Not long ago, on February 27, 1996, Bishop Reynald Rouleau stood before the people of Iglulik, national television cameras and radio reporters and spoke the words: “On behalf of the Roman Catholic Church, I wish to apologize to the victims of mental, physical and sexual abuse, committed by the members of the R.C. Church at the Turquetil Hall/Joseph Bernier Federal Day School during the 1950’s to late 1960’s…”

Reverend Benjamin Arreak, an Anglican minister, is quoted as having defended the sexual molester, child abuse, because this is what Inuit used to do “in making young girls into womanhood.”

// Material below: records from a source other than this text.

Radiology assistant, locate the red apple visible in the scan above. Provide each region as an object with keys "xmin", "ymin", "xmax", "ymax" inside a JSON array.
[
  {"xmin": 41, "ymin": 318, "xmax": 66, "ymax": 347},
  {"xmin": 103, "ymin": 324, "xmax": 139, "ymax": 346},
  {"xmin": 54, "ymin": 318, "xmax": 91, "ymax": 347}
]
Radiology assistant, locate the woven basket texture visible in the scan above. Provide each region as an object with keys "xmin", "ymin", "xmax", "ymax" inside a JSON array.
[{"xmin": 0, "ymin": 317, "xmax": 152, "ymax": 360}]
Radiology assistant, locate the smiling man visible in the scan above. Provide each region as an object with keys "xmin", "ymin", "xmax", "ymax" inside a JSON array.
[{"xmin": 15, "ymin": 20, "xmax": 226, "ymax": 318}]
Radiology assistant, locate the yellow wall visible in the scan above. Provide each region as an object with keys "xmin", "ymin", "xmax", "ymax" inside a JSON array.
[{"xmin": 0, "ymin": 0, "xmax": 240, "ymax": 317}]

Well, there is something terribly wrong in my opinion. First, Reverend Arreak has opened a can of worms. Perhaps the time has come for Anglicans and non-Anglicans alike to begin talking about these holy roller’s sins committed towards Inuit in the name of promoting God.

Secondly, over the course of years that I spent at home in Naujaat-Repulse Bay and talking to many elders, I have never heard that it is within Inuit culture to sexually molest young girls and call it “an old Inuit tradition of treating young girls, to make them proud of their womanhood.”

Ministers or not, people who say and believe these things are not only scary but plain sick. Sexual abuse of children was not acceptable 5,000 years ago, it is not acceptable now, and it will never be within our Inuit culture!

I think, instead of saying “It is not what I intended to say,” October 17, 1997, Nunatsiaq News, Reverend Arreak should follow the example of Bishop Rouleau and apologize to the victim. This would go a long way towards healing.

The Inuit society is fed up and will no longer put up with those kinds of statements which come from people who we trust and who were placed in their positions to serve us and protect us and lead us spiritually.

Make no mistake, we will now speak out in defense of our young girls and boys! They are our future.